James punctures the planner's illusion of control without forbidding plans. A leader formed here plans boldly and holds it all open-handed, remembering he is a mist, not the master of tomorrow. The inner work is humility about a future he cannot command.
Plan ambitiously and hold the plan under God's will, building in room for him to redirect. Teach your team the difference between confident planning and presumption. Lead as people who do not control tomorrow but trust the One who does.
Successful planners slide from confidence into presumption, speaking of next year as if it were owed to them. The blind spot is forgetting the creatureliness that 'if the Lord wills' is meant to confess.

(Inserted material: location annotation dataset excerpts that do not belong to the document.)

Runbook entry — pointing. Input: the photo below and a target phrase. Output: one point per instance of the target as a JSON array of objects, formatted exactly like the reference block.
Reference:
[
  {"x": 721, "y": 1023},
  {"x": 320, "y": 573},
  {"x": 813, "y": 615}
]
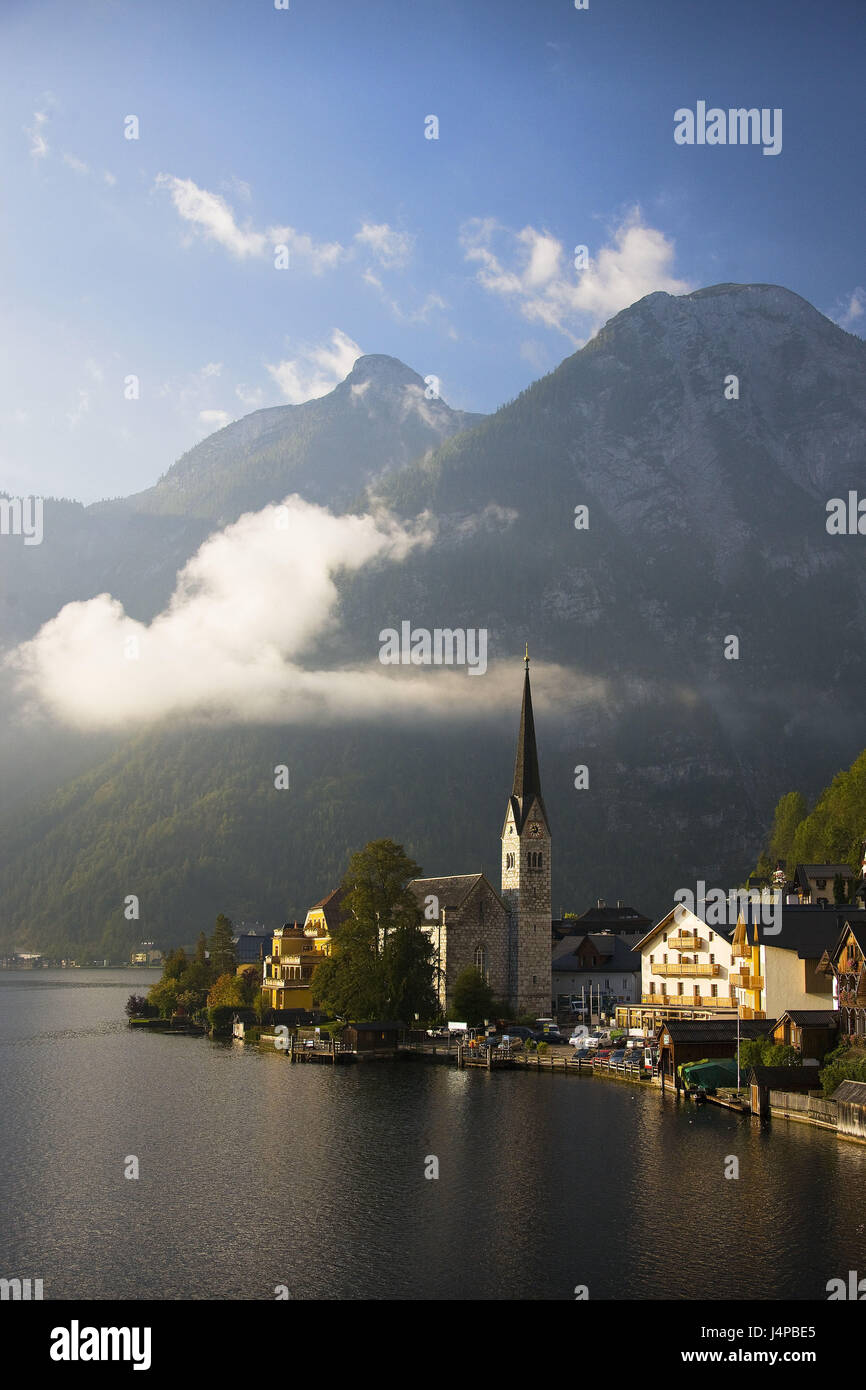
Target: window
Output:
[{"x": 481, "y": 962}]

Take one confident plan you hold. This week, genuinely submit it to God's will — naming where you'd yield if he redirected — rather than assuming the outcome is yours.
Planning is good; presuming is not. The wise leader makes bold plans and holds them under four humbling words — if the Lord wills — knowing he is a creature, not the author of his own tomorrow.
Do your plans quietly assume you control tomorrow — or are they genuinely held open before the God who does?